A lo largo de mis años como médico, me ha tocado ver demasiadas cosas. Gente en situaciones desesperadas, enfermedades en etapa terminal, horribles accidentes causados por la negligencia o la irresponsabilidad, y personas que llegan provenientes de riñas callejeras o entre pandillas, horriblemente heridos…
Tarde o temprano el oficio termina endureciéndolo a uno, o eso es lo que me gustaba pensar.
Eso es lo que me confortaba pensar hasta aquella horrible noche, en la cual me llamaron con premura desde la sala de emergencias para atender a un hombre que no solo había sufrido quemaduras gravísimas, sino que debido a su estado, desvariaba.
Corrí hasta allí tan rápido como mis piernas me lo permitieron, a pesar de que se suponía, había llegado la hora de marcharme a casa. Nada más entrar sentí que se me cortaba el aliento.

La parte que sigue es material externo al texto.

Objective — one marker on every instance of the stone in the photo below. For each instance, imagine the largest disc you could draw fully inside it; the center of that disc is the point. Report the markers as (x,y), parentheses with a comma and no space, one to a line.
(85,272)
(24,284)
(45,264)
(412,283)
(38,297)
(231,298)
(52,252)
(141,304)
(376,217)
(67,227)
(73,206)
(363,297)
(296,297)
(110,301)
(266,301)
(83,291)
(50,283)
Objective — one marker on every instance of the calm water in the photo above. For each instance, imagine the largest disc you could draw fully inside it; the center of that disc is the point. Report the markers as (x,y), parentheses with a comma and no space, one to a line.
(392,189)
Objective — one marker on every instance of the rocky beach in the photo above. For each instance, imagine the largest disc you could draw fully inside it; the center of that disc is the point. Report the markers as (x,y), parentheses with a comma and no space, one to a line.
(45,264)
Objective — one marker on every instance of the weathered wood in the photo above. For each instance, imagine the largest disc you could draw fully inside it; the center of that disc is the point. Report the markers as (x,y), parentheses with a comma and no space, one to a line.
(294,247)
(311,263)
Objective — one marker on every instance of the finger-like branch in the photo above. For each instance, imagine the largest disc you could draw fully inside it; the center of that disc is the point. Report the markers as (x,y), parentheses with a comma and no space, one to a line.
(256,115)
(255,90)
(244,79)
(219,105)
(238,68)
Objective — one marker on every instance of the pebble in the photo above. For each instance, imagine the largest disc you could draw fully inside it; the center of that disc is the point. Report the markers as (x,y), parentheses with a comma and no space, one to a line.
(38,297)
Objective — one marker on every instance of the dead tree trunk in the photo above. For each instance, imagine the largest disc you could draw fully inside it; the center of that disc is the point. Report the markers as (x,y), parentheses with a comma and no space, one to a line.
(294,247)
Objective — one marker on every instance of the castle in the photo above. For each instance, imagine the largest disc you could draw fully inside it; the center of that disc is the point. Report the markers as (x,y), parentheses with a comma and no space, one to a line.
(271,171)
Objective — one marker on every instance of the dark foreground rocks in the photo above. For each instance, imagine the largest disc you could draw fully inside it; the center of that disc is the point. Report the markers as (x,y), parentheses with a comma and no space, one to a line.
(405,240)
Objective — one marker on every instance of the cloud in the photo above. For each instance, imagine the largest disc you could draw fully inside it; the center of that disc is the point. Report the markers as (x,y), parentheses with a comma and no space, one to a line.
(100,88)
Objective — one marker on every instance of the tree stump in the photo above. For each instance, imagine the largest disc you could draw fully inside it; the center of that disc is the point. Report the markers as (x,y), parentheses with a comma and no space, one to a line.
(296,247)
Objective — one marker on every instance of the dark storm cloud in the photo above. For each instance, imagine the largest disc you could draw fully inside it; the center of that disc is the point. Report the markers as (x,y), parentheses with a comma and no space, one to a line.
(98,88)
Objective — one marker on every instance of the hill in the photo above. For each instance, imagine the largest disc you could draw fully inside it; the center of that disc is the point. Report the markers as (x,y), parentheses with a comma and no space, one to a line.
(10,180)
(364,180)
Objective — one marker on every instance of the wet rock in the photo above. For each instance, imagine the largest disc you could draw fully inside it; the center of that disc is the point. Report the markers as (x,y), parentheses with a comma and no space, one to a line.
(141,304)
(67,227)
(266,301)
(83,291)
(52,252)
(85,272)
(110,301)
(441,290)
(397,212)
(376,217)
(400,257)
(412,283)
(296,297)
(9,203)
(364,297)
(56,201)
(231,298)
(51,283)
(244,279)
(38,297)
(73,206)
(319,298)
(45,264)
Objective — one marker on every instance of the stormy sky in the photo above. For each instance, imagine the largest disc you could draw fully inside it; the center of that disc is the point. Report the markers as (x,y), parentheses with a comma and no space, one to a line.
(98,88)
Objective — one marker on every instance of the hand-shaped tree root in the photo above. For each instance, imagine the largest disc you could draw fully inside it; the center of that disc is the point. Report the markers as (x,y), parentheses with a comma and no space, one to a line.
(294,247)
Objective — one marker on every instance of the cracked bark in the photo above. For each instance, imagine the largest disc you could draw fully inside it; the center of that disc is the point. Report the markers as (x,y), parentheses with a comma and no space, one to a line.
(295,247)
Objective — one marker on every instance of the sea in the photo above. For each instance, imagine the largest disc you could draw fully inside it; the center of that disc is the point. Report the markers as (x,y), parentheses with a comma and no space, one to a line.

Todos mis años de experiencia como médico no me habían preparado para ver algo como la escena que tenía enfrente.
Había un hombre en la camilla con la piel completamente oscura y carbonizada. Heridas supurantes sobresalían en medio de los pliegues de su dermis, exudando sangre y pus. Lo peor era la expresión en su rostro, enloquecida y llena de pánico.
Dos enfermeros debían sujetarlo para impedir que escapara o se hiciera más daño, ya que no dejaba de revolverse. Habían tenido que recurrir a los muchachos más fuertes del personal.
—¡Déjenme ir, maldita sea! —gritó el desconocido— ¡Va a volver a por mí! ¡No puedo estar aquí!
Internamente, me pregunté con horror si aquello habría sido ocasionado por una agresión premeditada.
—Doctor —me llamó uno de los enfermeros—, el paciente continúa brindándonos datos falsos sobre su persona. Posiblemente tenga un shock por el trauma que acaba de recibir. Piensa que está muerto.
—Fecha de nacimiento: 2 de agosto de 1972 —bramó el hombre—, fecha de defunción: 8 de noviembre del 2010. ¡Déjenme ir!
Esto no era nuevo. Ya antes había escuchado a muchas personas hablar incoherencias después de sedadas, debido al dolor que sufrían, a lo traumáticas que resultaban algunas experiencias para ellas. Aun así había algo en este desconocido, algo que con solo mirarlo y escuchar sus palabras, hizo que se me erizaran todos los vellos del cuerpo y tuviera un mal presentimiento.
Algo definitivamente no estaba bien.
Traté de sobreponerme de mi impresión inicial y me acerqué a él para examinarlo. La carne quemada de su cuerpo parecía surreal. Los escalofríos volvieron a mí.
Escaneé la gravedad de las quemaduras y mientras más las miraba, más incrementaba esa sensación extracorporal que me había acuciado desde el principio del examen. Como si me encontrara ante algo que no era de este mundo.
Levanté la vista del escáner con los ojos desorbitados, el corazón latiéndome abrumado y me escuché preguntándole:
—¿Qué eres?
El hombre cesó de gritar y de revolverse contra mis enfermeros. Lentamente recobró la serenidad, giró la cabeza hacia mí y me miró con fijeza, antes de responder…
—Me llamo Daniel Ray Jones —dijo— y soy la primera persona que escapó del infierno.